My general take-away was that religion is best represented in fiction through the way people enact it in their lives. The opinion of the panelists (and most of the attendees) was that what one professes to believe is the lesser part of religion. The greater is what one does by it, the way it informs the way one lives.
Which brings us to Star Trek: Deep Space Nine. It was one of the examples of how religion was treated not-so-well in science fiction. It was better than some, but not what it could have been. I don’t need to explain the whole story for those who have not seen the show, it’s enough to know that the show was about a Federation space station near the planet Bajor. The show presents the Bajoran religion as being centered around entities the Bajorans call Prophets, who give visions of the past an future. For the present, let’s just accept the idea of an entire planet with just one religion, same as we’d accept warp drive, as a tool for simplifying storytelling.

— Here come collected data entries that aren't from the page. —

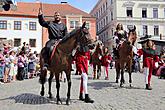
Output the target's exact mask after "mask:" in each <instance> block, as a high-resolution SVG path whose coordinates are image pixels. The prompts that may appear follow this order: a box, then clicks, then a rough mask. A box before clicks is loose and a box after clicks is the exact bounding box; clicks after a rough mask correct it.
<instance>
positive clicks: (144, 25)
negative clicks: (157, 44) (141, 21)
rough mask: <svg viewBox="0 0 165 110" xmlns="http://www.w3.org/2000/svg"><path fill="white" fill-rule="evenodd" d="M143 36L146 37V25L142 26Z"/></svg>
mask: <svg viewBox="0 0 165 110" xmlns="http://www.w3.org/2000/svg"><path fill="white" fill-rule="evenodd" d="M143 35H144V36H145V35H148V26H147V25H143Z"/></svg>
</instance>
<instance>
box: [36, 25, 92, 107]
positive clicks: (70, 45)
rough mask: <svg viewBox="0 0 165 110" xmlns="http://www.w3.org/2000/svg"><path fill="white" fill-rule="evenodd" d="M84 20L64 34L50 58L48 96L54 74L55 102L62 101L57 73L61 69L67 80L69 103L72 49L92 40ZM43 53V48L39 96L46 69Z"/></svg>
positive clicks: (58, 101) (58, 79)
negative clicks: (40, 86)
mask: <svg viewBox="0 0 165 110" xmlns="http://www.w3.org/2000/svg"><path fill="white" fill-rule="evenodd" d="M85 24H86V23H85V22H84V23H83V25H82V27H81V28H78V29H75V30H73V31H72V32H70V33H69V34H68V35H66V36H65V37H64V38H63V39H62V41H60V42H59V44H58V45H57V46H56V51H55V52H54V54H53V56H52V59H51V61H50V64H49V67H48V70H49V71H50V77H49V79H48V82H49V92H48V94H49V97H50V98H51V97H52V93H51V82H52V78H53V77H54V75H55V79H56V88H57V95H56V98H57V104H60V103H62V102H61V99H60V96H59V89H60V81H59V75H60V73H61V72H62V71H64V72H65V73H66V78H67V82H68V92H67V100H66V104H67V105H68V104H70V89H71V64H72V57H71V54H72V51H73V49H75V48H76V47H77V45H88V44H90V43H91V42H93V39H91V36H90V34H89V32H88V29H87V28H85ZM43 53H44V48H43V49H42V50H41V57H40V65H41V74H40V79H39V81H40V83H41V84H42V88H41V92H40V94H41V96H43V95H44V83H45V82H46V75H47V69H45V68H43V66H44V60H43V58H42V55H43Z"/></svg>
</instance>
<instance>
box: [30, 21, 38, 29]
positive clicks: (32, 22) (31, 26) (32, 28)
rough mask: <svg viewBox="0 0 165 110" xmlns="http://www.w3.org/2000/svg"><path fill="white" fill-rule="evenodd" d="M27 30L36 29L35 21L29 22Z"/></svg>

Naturally, this being Star Trek, the Prophets are revealed to be well-meaning aliens living in a nearby wormhole. Because they live outside normal space-time, they see time–past, present, and future–as easily as you or I might look north or south. They occasionally communicate with the Bajorans, who experience such contacts as transcendent visions. Mystery solved: The Bajorans worship wormhole aliens, mistaking them for gods.
There were many episodes that touched on Bajoran religion, mostly about how Bajoran characters reject the Federation’s scientific explanation in favor of faith, or about how Bajoran religious officials meddle in politics. They showed different sects, but mainly as motivational rhetoric for political factions.
They missed an opportunity.
What they showed us was religion as seen by people who don’t see religion as real. What would have been a better take on religion on Bajor would not be so simple as “worship of the Prophets.” It would not have been the receiving of visions. It would have been the ongoing debate about what those visions meant, and how to incorporate that meaning into their lives. It would have been about the intersection of a given groups survival needs and this debate around meaning. It would have been about how two schools of thought saw the same experience of contact with the Prophets as meaning very different things.
Again, fiction is a good place to play with ways to think about life.
I can receive a hundred visions of Dionysos, but if it’s not affecting how I live my life, isn’t He wasting His time? Similarly, if we engage in a hundred debates about the details of our individual encounters with the gods, but don’t actually derive any meaning that informs our other life experiences, aren’t we wasting ours?